I use the “cufft_c2c_radix2” function with the following parameters and it generates incorrect result.

Let say I would like to generate the fft for the following signal:

BLOCK_SIZE = 8;

signalSize = 16 (cufftComplex)

theta = 2 * PI / signalSize;

base = 3;

strd.ibStride = BLOCK_SIZE; // Is this correct?
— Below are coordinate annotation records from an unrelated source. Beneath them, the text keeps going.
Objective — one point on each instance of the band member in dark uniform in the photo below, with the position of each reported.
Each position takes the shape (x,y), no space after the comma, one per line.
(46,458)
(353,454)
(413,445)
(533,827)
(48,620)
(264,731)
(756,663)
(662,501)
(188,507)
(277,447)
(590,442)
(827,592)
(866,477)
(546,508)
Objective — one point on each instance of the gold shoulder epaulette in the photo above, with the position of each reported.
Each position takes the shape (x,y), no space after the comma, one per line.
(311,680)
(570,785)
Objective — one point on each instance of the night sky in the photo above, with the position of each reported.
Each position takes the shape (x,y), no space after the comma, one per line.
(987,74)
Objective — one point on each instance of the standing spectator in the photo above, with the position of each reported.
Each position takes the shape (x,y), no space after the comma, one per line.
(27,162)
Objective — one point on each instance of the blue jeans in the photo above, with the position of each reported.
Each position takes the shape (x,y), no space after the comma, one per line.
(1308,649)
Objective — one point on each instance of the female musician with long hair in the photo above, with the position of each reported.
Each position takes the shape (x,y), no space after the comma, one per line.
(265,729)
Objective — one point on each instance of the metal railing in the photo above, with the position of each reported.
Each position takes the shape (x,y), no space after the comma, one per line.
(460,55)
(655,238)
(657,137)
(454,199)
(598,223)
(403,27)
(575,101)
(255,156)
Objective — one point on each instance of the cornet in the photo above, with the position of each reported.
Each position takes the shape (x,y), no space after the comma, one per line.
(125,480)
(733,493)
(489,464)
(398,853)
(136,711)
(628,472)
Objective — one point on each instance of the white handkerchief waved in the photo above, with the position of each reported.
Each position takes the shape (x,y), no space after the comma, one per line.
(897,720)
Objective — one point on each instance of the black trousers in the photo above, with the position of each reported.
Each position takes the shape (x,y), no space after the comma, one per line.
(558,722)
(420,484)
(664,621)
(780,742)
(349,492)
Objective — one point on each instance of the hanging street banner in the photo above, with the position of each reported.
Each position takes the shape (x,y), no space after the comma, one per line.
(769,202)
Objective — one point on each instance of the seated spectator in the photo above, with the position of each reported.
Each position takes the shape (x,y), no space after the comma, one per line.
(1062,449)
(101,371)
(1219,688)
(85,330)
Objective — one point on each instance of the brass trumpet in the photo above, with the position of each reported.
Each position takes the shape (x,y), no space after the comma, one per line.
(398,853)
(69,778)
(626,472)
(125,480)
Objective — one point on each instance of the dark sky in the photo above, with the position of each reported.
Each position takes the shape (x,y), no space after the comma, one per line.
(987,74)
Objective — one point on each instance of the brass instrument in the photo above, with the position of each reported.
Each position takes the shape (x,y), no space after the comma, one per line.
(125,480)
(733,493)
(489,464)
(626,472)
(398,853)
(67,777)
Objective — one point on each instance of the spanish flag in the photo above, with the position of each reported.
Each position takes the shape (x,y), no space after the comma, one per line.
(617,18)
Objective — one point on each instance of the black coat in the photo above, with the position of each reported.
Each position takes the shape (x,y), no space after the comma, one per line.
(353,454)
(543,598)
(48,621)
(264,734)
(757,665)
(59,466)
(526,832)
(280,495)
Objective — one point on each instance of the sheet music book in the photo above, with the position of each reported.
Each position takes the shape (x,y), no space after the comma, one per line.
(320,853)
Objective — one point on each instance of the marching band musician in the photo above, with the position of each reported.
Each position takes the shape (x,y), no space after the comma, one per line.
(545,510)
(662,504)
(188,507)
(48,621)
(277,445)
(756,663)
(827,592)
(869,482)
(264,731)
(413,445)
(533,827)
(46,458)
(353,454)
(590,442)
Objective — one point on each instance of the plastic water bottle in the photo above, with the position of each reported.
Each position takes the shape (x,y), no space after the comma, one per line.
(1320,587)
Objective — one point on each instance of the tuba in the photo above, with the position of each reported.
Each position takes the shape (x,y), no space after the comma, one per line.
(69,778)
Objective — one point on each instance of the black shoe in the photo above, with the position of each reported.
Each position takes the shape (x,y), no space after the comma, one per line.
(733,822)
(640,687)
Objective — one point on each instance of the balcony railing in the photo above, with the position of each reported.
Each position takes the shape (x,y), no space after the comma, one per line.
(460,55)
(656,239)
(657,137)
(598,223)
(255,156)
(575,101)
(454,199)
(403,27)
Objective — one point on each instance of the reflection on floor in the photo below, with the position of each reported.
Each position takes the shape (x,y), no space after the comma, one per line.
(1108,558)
strd.ieStride = 1; // Is this correct?

strd.obStride = BLOCK_SIZE;

strd.oeStride = 1;

dim3 dimBlock(BLOCK_SIZE, 1);

dim3 dimGrid signalSize / dimBlock.x, 1);

smemSize = sizeof(cufftComplex) * signalSize;

cufft_c2c_radix2<<<dimGrid, dimBlock, smemSize>>>smemSize, // Signal size in complex elements

theta, // 2 * Pi / N

base, // log base 2 of N

d_inImg, // Pointer to input signal in global memory

d_outImg, // Pointer to output array in global memory

CUFFT_FORWARD, // FFT direction: -1 is forward, 1 is inverse

strd); // Input and output block and elements strides

Can someone explain to me why this setup will generate incorrect result?

In addition, in the “cufft_kernels.h” file, it mentions that in order to “perform M transforms of size N, set grid.y = N, and thread.x = N / R.”.

I thought the grid.y parameter should contain the number of signals (M) in a batch! Am I missing something?

Thank you!